As we work through the endless challenges of parenting, there is no substitute for building a little tribe of family and friends around us. When I was growing up, raising children was always the task of an extended family that reached far beyond blood ties. From the time I became a mother in 1989 until my own mother’s death in 2000, she was devotedly involved in the raising of my daughters. And my sister has been like a second mother to them. Unfortunately, the extended family is now increasingly considered an Old World curiosity, like horse-drawn wagons and dinner conversation. When, as a child, I ventured onto the streets of my neighborhood in Athens, I was never far from home because I had learned from my earliest experiences that every home was open to me and any woman on the block would mother me as surely as she would her own child -- with a bandage, a spinach pie, a scolding, or a hug. It’s hard to re-create that experience in America today, but we need to conjure up its spirit.
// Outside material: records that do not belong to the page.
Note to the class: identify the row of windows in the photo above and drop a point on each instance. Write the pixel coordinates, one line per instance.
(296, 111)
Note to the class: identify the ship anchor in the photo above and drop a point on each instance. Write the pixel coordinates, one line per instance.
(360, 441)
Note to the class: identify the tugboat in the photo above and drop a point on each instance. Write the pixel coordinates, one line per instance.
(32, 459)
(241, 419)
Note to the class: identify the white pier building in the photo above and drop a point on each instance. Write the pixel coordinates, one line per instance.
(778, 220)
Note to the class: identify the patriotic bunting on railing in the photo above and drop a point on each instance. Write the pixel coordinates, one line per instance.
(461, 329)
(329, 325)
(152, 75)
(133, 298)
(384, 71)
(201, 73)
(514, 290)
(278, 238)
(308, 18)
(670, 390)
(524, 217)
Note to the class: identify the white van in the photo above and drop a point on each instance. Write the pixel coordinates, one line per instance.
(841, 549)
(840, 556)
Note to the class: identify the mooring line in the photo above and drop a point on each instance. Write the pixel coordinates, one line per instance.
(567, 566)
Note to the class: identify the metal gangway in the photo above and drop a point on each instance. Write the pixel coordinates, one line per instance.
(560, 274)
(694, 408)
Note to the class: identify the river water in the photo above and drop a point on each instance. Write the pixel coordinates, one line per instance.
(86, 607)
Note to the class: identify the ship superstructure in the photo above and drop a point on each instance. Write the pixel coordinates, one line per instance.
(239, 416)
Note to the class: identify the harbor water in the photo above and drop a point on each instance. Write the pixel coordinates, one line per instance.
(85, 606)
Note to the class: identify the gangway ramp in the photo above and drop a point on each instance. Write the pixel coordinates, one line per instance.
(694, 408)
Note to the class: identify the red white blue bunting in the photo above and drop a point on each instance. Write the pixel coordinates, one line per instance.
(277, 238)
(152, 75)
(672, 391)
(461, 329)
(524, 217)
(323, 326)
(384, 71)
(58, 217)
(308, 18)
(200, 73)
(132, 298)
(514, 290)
I learn a lot from talking with other mothers. It gives me perspective and the strength we get only when we’re not alone. This has become all the more important to me since my mother’s death, because being in her orbit made it much harder to cling to my fears. Now the online community we have created on the Huffington Post is a place where parents can put politics aside and share their experiences.
As Huffington Post commenter MJ Reynolds writes, “Talking with other parents and sharing our stories always helps me. I find that I am more understanding of the ‘mistakes’ made by friends or relatives than of my own. Being able to sit with friends and commiserate and laugh over our child’s picky eating or refusal to wear shirts unless the neck tag is cut completely off helps me realize that we are more alike than different.”